Mapping Agricultural Subsurface Drainage by Proximal and Remote Sensing Technologies Integrated with a Satellite Navigation System - Invited Paper 351735
Allred, B., R. S. Freeland, D. Wishart, G. Rouse, and T. Williamson.  2018.  American Geophysical Union, Fall Meeting, Dec 10-14, Washington DC.  (invited)

Abstract:
To improve the soil water removal efficiency of drained farmland, and thereby increase crop yields, new drain lines are often installed between pre-existing drain lines, which in turn requires an understanding of the original drainage pipe locations. Furthermore, to better evaluate the overall environmental risks of nitrate and phosphate release into the environment from farm fields, the intensity of subsurface drainage practices within an agricultural landscape needs to be estimated, extending from individual operations to regional distributions. Consequently, here are both economic and environmental benefits to finding effective and efficient methods for mapping agricultural subsurface drainage systems. Finding drain lines with heavy trenching equipment causes pipe damage that leads to costly repairs, while the alternative of using a hand-held tile probe is time consuming and extremely tedious. Ground penetrating radar (GPR), a proximal sensing technology, integrated with a satellite navigation system, has proven capable of delineating drainage pipe patterns at agricultural field sites in Ohio, Indiana, and Maryland. While GPR is often successful for locating buried drainage pipes under a range of soil conditions, this approach can be inefficient for providing detailed maps of subsurface drainage systems over large agricultural fields greater than 50 ha.
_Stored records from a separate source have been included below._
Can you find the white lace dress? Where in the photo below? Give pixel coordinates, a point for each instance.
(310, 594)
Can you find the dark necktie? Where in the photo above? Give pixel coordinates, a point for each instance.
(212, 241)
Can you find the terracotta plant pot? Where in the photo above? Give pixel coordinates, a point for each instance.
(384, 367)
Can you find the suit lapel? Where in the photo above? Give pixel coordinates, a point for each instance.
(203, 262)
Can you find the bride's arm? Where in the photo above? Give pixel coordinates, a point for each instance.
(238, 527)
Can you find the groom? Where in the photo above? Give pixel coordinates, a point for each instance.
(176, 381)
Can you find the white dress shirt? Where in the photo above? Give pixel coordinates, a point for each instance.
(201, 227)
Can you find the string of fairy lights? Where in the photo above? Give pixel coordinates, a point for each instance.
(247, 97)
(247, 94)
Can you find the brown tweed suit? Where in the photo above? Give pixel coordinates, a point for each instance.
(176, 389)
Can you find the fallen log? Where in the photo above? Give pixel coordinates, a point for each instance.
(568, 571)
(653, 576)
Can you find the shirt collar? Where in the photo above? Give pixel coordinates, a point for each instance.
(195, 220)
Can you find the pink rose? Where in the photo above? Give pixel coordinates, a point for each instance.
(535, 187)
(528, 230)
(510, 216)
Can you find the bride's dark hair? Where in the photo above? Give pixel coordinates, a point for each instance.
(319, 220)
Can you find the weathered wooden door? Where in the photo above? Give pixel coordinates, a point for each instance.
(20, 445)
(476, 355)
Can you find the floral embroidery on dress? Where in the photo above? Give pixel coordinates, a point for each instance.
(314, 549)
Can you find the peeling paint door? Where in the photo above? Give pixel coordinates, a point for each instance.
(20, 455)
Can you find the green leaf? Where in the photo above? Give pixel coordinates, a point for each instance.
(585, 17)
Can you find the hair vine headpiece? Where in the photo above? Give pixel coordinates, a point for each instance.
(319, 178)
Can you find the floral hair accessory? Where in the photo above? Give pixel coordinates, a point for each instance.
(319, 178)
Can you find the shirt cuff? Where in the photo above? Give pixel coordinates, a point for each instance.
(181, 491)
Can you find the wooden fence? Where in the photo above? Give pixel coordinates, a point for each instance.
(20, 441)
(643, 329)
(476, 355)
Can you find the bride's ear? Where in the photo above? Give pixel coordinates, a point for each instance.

Remote sensing using Unmanned Aerial Vehicles (UAVs) with visible, near infrared, and thermal infrared sensors, all integrated with a satellite navigation system may have the capability for large-scale, drainage pipe mapping, given suitable field conditions. This UAV remote sensing technology, particularly thermal infrared imagery, has proven useful for drainage pipe mapping at agricultural fields in Ohio, Indiana, Iowa, and Michigan, although the degree of success has varied. Future research will focus on developing guidelines regarding field conditions (soil type, crop residue, tillage practice, ground wetness level, etc.) in which UAV imagery can be employed to map agricultural subsurface drainage systems.